潜在ランク理論による HRQOL(健康関連 QOL)の

解釈可能性の検討

白神 敬介

1 上越教育大学 

川野 健治

 立命館大学

Interpreting health-related quality of life using latent rank theory

Keisuke Shiraga (Joetsu University of Education) and Kenji Kawano (Ritsumeikan University) Health-related quality of life (HRQOL) is a useful evaluation measure of medical, health, and welfare activities, but it is difficult to apply it at the individual level. To solve this problem, we analyzed a widely used HRQOL instrument, the Medical Outcomes Study short form-36 (SF-36), using latent rank theory (LRT) to try to identify findings useful for supporting health care activities. We analyzed data from 2952 people obtained in a population health survey. In Analysis 1, we examined the feasibility of applying LRT. In Analysis 2, we performed qualitative interpretation analysis of the LRT results of Analysis 1 to determine more effective use of support activities in local public health care. Analysis 1 showed that LRT could properly extract information from SF-36 data. In Analysis 2, the LRT results allowed for the classification of each subject based on HRQOL status. The method would therefore be useful for determining appropriate interventions and selecting subjects for interventions. This study demonstrated a new methodology to more effectively use HRQOL measures in health care and psychological support.

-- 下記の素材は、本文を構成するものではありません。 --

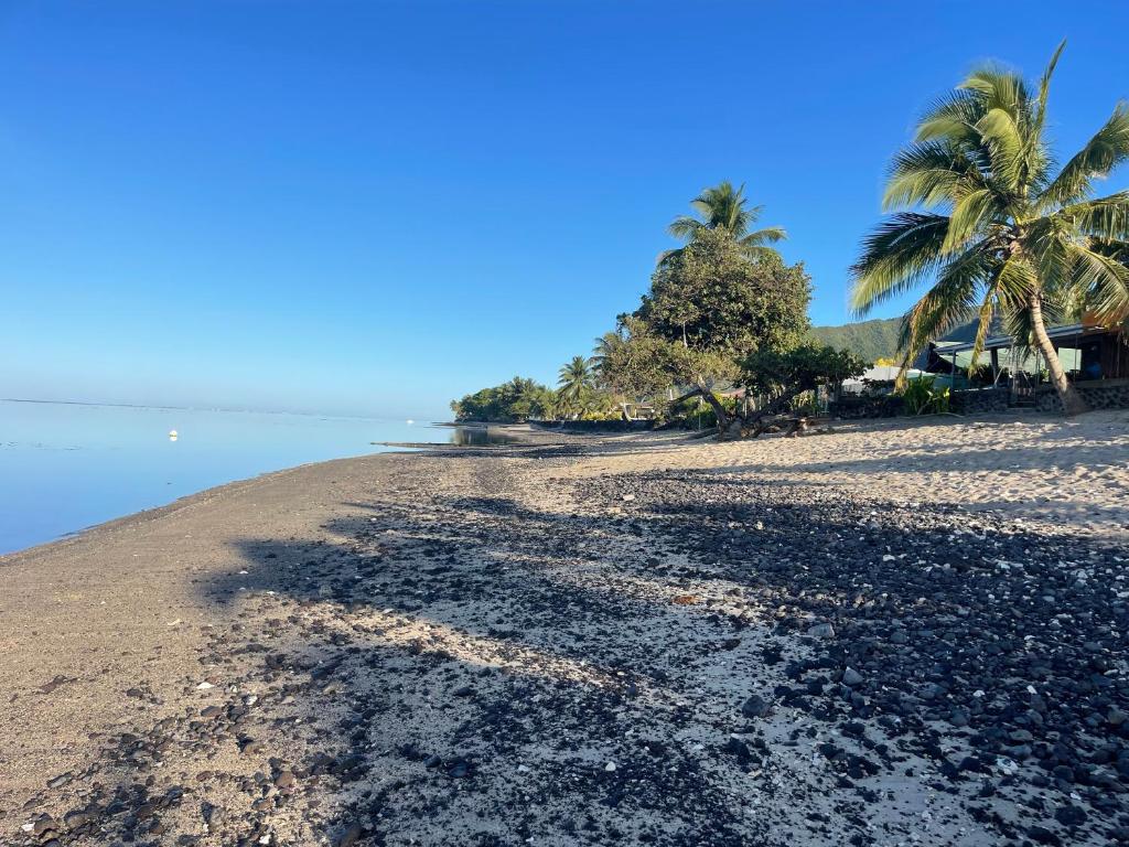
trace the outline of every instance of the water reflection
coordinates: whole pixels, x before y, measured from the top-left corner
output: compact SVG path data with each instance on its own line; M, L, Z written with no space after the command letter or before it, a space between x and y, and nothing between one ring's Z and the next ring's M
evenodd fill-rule
M498 427L455 427L450 443L461 447L484 447L491 444L514 444L517 442Z
M0 401L0 555L211 486L420 435L403 419Z

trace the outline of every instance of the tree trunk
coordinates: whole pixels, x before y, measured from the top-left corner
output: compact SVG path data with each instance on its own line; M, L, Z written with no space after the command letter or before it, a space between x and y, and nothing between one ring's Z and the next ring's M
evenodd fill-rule
M701 394L702 400L709 403L710 409L714 410L714 416L717 418L717 428L724 433L729 428L729 412L721 405L721 401L714 395L712 391L707 391L699 386L698 392Z
M1031 307L1031 328L1035 333L1035 343L1039 344L1039 350L1042 352L1043 358L1047 359L1047 370L1050 373L1051 384L1059 395L1064 413L1067 417L1073 417L1087 411L1086 401L1082 399L1078 391L1066 378L1062 363L1059 360L1050 335L1047 334L1047 326L1043 324L1042 299L1038 294L1033 294L1031 299L1027 300L1027 305Z

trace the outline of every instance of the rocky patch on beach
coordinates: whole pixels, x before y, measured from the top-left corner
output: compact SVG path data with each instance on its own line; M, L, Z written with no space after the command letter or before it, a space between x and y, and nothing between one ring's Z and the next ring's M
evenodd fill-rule
M1124 551L568 449L390 463L198 588L20 845L1104 845ZM44 693L42 696L51 696Z

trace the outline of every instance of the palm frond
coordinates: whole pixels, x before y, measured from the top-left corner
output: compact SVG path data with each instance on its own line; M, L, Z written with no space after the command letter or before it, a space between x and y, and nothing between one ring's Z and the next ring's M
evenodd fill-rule
M921 115L914 140L961 143L974 139L975 125L983 113L983 103L971 91L951 91L938 97Z
M1043 71L1043 76L1039 80L1039 99L1035 106L1034 125L1036 132L1042 132L1043 125L1047 123L1047 103L1050 99L1051 77L1054 76L1054 68L1058 67L1058 60L1059 56L1062 55L1064 50L1066 50L1066 38L1059 42L1058 47L1054 50L1054 54L1047 63L1047 70Z
M1094 238L1126 239L1129 238L1129 191L1073 203L1050 217L1068 221L1079 233Z
M1119 103L1110 120L1070 159L1040 197L1044 208L1089 197L1095 177L1108 176L1129 159L1129 104Z
M756 232L738 238L737 242L738 244L753 247L762 244L774 244L776 242L782 242L787 238L788 233L785 232L784 227L764 227L763 229L758 229Z
M929 341L965 323L975 313L978 294L990 273L991 257L979 246L942 268L937 282L905 314L899 328L902 374Z
M948 229L942 252L955 253L973 237L982 235L984 227L997 211L997 195L989 189L978 189L961 197L948 218Z
M863 241L863 255L851 268L854 313L865 315L936 270L947 233L944 215L898 212L882 221Z
M669 232L669 234L675 238L693 238L694 234L704 226L706 225L697 218L681 215L671 221L671 226L667 227L667 232Z
M890 166L882 207L938 206L984 184L983 174L959 147L944 141L910 145Z
M1118 253L1110 255L1079 244L1071 244L1069 251L1097 320L1121 323L1129 317L1129 267Z

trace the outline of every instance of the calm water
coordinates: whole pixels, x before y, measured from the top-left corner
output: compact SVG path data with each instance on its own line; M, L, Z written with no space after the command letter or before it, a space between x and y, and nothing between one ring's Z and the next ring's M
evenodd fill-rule
M0 401L0 553L231 480L394 449L371 442L462 437L402 420Z

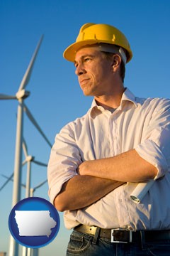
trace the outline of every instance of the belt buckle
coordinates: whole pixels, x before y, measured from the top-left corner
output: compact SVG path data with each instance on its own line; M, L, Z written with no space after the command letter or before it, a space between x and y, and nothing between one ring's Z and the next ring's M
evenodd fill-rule
M117 230L128 232L128 233L129 233L128 240L128 241L115 240L114 232L116 232ZM128 230L123 229L123 228L113 228L113 229L111 229L111 242L128 243L128 242L132 242L132 230Z

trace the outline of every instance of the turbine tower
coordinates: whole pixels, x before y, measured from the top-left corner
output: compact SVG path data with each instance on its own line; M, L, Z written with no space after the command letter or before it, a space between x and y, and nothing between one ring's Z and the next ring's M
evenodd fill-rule
M28 83L29 82L31 73L33 71L33 65L36 59L39 48L40 47L42 38L43 38L43 36L41 36L38 42L38 44L35 48L35 50L33 53L33 55L30 60L29 65L23 78L23 80L18 87L18 90L16 92L16 95L13 96L13 95L6 95L0 94L0 100L17 100L18 102L18 112L17 112L12 207L13 207L21 200L23 110L26 112L27 115L30 119L30 120L34 123L36 127L38 129L40 128L39 126L37 126L37 123L35 120L33 119L28 109L25 105L24 100L30 95L30 92L28 91L26 91L25 88L26 87ZM41 129L40 129L40 132L42 135L43 133ZM45 139L47 139L46 137ZM18 244L15 241L15 240L13 238L12 236L11 236L9 256L18 256Z

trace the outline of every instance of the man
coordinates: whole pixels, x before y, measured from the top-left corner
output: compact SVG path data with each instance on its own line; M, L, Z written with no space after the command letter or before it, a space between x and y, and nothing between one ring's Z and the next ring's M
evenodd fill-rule
M74 228L67 255L169 255L170 100L137 97L124 87L132 56L119 30L94 23L64 53L84 94L94 97L56 136L49 161L50 200ZM134 203L137 185L150 180Z

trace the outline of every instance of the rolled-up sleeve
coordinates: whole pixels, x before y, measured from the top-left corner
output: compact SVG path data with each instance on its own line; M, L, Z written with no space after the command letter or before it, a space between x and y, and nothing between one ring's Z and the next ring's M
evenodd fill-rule
M76 170L80 164L79 150L69 124L56 135L48 163L48 193L52 203L62 185L76 175Z
M170 171L170 101L161 100L152 113L144 137L135 150L158 170L154 179Z

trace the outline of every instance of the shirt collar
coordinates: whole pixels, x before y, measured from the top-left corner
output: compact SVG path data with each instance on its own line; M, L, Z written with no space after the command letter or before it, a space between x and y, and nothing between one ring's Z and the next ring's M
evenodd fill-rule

Key words: latent rank theory, health-related quality of life, SF-36, assessment. The Japanese Journal of Psychology

2018, Vol. 89, No. 3, pp. 251–261

J-STAGE Advanced published date: July 14, 2018, doi.org/10.4992/jjpsy.89.16212

Correspondence concerning this article should be sent to: Keisuke Shiraga, Graduate School of Education, Joetsu University of Education, Yamayashiki-machi, Joetsu 943-8512, Japan. (E-mail: shiraga@juen. ac.jp)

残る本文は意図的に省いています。